Union leaders characterize the arrests as only the most egregious of a series of provocations by Fred Meyer, which they say is being more aggressive than the other grocery employers. Besides the charge related to the arrests, Local 555 has filed five other unfair labor practice charges against Fred Meyer.

One allegation is that Fred Meyer encouraged and assisted an employee petition to decertify the union at a Coos Bay store. Members of a non-food bargaining unit there voted 25 to 22 to drop UFCW as their representative in an Aug. 7 election, but union objections led the NLRB to invalidate those results. A new election will be scheduled once the unfair labor practice charge is resolved.

Grocery employees at the Bend Fred Meyer also filed a decertification petition, but that election, too, won’t take place until a union unfair labor practice charge is settled; there the union alleges that Fred Meyer restricted union rep access to members and forbade employees from engaging in pro-union discussions while working.

NLRB Regional Director Richard Ahearn said the agency has not yet determined whether any of the unfair labor practice charges have merit, but is in the process of investigation.

Meantime, in The Dalles, non-food employees at the Fred Meyer store have been seeking a first contract since November 2007, when they voted overwhelmingly to be represented by Local 555. Grocery workers in The Dalles are members of the union.

Local 555 staff are being cautious in talking with the press because of a clause in the contracts that commits the union not to take any action to depart from the “good faith working relationship” it has with its employers. The contract also says the union won’t be a party to, instigate, or support harassment of any employer through any type of corporate campaign, and won’t strike or use “other economic weapons” to settle disagreements about how to interpret the contract — including informational picketing, and unfair or Do Not Patronize listings of central labor councils.

UFCW Local 1439, in Spokane, Washington, has no such muzzle.
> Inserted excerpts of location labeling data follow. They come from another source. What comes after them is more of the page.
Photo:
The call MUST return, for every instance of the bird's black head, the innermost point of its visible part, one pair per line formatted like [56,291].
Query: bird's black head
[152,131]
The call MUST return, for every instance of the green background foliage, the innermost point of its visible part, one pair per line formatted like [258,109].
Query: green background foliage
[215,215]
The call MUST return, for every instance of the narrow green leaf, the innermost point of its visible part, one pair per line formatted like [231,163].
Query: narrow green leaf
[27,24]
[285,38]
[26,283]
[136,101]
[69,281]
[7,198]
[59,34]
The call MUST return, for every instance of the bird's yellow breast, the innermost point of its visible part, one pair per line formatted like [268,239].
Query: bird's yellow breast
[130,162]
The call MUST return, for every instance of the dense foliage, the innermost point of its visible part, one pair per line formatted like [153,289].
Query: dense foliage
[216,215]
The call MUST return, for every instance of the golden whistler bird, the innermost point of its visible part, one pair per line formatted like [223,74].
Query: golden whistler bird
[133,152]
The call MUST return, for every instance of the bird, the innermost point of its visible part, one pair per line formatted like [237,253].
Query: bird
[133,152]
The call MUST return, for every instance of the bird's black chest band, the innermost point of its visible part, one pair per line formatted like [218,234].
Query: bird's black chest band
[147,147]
Local 1439 has mounted an aggressive publicity campaign all the way to Portland, and even as far as Alaska and Idaho, to protest what they call a heartless policy — firing cashiers for honest cash handling mistakes, often for trivial amounts.

Local 1439 organizer Rick Chase said a contract clause gives management the right to do that, but was never used that way until recently. Chase says over a dozen Fred Meyer cashiers have been fired in the Northwest, many of them longtime employees. The union is publicizing the cases, putting the message “Fred Meyer is just wrong” on billboards, bus benches, and bus ads; in fliers mailed to 300,000 homes from Alaska to Medford, Oregon, and Boise, Idaho; and online at yourgroceryworkers.com. And Local 1439 has targeted Fred Meyer offices with teams of picketers.
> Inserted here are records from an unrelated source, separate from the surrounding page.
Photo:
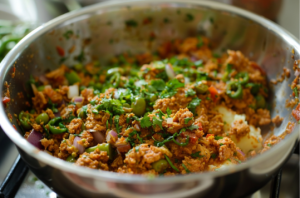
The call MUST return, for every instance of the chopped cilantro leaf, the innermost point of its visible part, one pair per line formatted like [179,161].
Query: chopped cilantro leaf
[197,155]
[131,23]
[157,121]
[190,92]
[171,88]
[193,104]
[112,106]
[145,122]
[186,120]
[218,137]
[159,84]
[214,155]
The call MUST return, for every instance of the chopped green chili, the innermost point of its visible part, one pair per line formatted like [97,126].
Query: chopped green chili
[171,164]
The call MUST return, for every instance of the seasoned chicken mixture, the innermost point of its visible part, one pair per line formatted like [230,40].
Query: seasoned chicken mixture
[182,109]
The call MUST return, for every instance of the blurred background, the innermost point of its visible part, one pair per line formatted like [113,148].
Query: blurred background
[18,17]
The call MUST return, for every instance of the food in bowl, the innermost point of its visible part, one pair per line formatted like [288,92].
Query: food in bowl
[183,109]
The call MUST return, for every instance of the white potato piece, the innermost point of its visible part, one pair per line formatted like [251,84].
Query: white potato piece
[251,141]
[223,166]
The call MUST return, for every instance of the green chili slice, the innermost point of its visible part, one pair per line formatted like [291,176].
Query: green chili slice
[183,143]
[115,80]
[72,77]
[234,90]
[24,119]
[185,168]
[171,164]
[57,129]
[254,87]
[243,77]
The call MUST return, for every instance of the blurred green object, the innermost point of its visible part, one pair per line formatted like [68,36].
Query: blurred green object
[10,34]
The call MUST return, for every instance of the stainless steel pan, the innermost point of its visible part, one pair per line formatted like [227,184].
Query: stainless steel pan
[105,26]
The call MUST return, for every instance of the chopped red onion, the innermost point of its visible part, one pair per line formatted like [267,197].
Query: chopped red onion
[73,91]
[35,138]
[170,72]
[43,79]
[241,152]
[34,89]
[98,136]
[77,145]
[123,148]
[110,134]
[137,127]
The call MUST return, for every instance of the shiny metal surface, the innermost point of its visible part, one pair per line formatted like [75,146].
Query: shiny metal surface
[104,24]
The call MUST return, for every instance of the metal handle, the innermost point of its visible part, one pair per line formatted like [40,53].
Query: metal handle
[14,179]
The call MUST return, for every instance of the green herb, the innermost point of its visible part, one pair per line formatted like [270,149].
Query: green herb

“We cannot let hard-working people get fired for an honest mistake,” Chase told the Labor Press.

Building trades union representatives have also been picketing Portland-area Fred Meyer stores to protest the decision by parent company Kroger not to use union contractors on a series of local store remodels.

The Harrison Electrical Workers Trust Fund, which administers health coverage for members of Portland-based IBEW Local 48, is preparing to drop Kroger Prescription Plan as its pharmacy benefits manager.

Negotiations on the three multi-employer contracts in Portland and Bend have not reached the stage of calling in a federal mediator. Technically, either side could give 14 days’ notice to terminate the contract extensions, but neither side is yet talking about calling off negotiations, terminating the contract, or calling a strike or lockout.

In 1994, Portland-area Fred Meyer employees struck for 87 days, and management at Safeway, Albertsons and other union grocers locked out their own union members in a show of employer solidarity. That employer tactic would be less effective today, because the Oregon Legislature passed a law in 2007 giving locked-out workers in multi-employer disputes the right to collect unemployment benefits.